FileTitle: Prose191.html
Category: Humor
Type: Prose
Description: Far Side in the Real World
FROM:  Tom Mahoney, #9, Coast Guard Sqn.1/Div.13

The Farside comes to life in Oregon. I am absolutely not making this incident
up; in fact I have it all on videotape.  The tape is from a local TV news show
in Oregon, which sent a reporter out to cover the removal of a 45-foot,
eight-ton dead whale that washed up on the beach.  The responsibility for
getting rid of the carcass was placed on the Oregon State Highway Division,
apparently on the theory that highways and whales are very similar in the
sense of being large objects.  So anyway, the highway engineers hit upon the
plan--remember, I am not making this up--of blowing up the whale with
dynamite.

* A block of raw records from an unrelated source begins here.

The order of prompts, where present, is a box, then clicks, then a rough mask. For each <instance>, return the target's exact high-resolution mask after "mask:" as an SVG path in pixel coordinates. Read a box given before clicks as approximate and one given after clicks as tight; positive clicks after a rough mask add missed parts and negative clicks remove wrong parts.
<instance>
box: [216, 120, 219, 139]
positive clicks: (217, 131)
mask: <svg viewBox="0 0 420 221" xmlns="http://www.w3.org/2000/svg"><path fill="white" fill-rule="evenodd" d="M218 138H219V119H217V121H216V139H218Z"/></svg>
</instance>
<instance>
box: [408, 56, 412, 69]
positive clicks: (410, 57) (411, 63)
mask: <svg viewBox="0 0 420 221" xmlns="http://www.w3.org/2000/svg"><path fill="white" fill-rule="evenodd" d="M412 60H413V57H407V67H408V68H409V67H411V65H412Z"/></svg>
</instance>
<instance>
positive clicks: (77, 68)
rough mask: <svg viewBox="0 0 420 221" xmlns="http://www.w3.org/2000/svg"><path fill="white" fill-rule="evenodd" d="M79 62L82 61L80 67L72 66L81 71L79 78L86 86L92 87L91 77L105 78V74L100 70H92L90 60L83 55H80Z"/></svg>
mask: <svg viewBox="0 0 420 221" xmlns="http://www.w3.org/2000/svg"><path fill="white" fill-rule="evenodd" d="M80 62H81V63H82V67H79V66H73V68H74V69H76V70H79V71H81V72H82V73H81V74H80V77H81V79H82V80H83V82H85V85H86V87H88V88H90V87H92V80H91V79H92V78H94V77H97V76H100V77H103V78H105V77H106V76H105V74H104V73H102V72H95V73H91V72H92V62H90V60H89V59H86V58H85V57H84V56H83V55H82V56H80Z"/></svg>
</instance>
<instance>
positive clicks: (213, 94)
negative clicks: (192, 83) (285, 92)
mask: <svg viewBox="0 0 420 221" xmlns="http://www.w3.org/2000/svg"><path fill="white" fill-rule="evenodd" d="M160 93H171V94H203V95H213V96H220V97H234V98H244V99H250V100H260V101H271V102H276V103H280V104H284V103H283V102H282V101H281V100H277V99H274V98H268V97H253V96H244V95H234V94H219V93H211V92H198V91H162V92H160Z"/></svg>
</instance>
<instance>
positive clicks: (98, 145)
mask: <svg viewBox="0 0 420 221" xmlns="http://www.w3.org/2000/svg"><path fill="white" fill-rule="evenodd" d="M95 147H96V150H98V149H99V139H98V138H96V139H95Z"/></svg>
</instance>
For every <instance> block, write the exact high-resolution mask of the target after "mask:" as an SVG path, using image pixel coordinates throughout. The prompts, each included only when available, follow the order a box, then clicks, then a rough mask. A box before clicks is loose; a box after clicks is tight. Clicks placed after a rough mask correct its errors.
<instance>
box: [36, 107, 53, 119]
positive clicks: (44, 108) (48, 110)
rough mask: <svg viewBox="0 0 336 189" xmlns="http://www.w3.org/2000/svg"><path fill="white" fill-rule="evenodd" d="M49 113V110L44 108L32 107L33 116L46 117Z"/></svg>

The thinking is that the whale would be blown into small pieces,
which would be eaten by seagulls, and that would be that.  A textbook whale
removal.

So they moved the spectators back up the beach, put a half-ton of dynamite
next to the whale and set it off.  I am probably not guilty of understatement
when I say that what follows, on the videotape, is the most wonderful event in
the history of the universe.  First you see the whale carcass disappear in a
huge blast of smoke and flame.  Then you hear the happy spectators shouting
"Yayy!" and "Whee!"  Then, suddenly, the crowd's tone changes.  You hear a new
sound like "splud." You hear a woman's voice shouting "Here come pieces
of...MY GOD!" Something smears the camera lens.  Later, the reporter explains:
"The humor of the entire situation suddenly gave way to a run for survival as
huge chunks of whale blubber fell everywhere." One piece caved in the roof of
a car parked more than a quarter of a mile away.  Remaining on the beach were
several rotting whale sectors the size of condominium units.  There was no
sign of the seagulls who had no doubt permanently relocated to Brazil.

This is a very sobering videotape.  Here at the institute we watch it often,
especially at parties. But this is no time for gaiety.  This is a time to get
hold of the folks at the Oregon State Highway Division and ask them, when they
get done cleaning up the beaches, to give us an estimate on the US Capitol.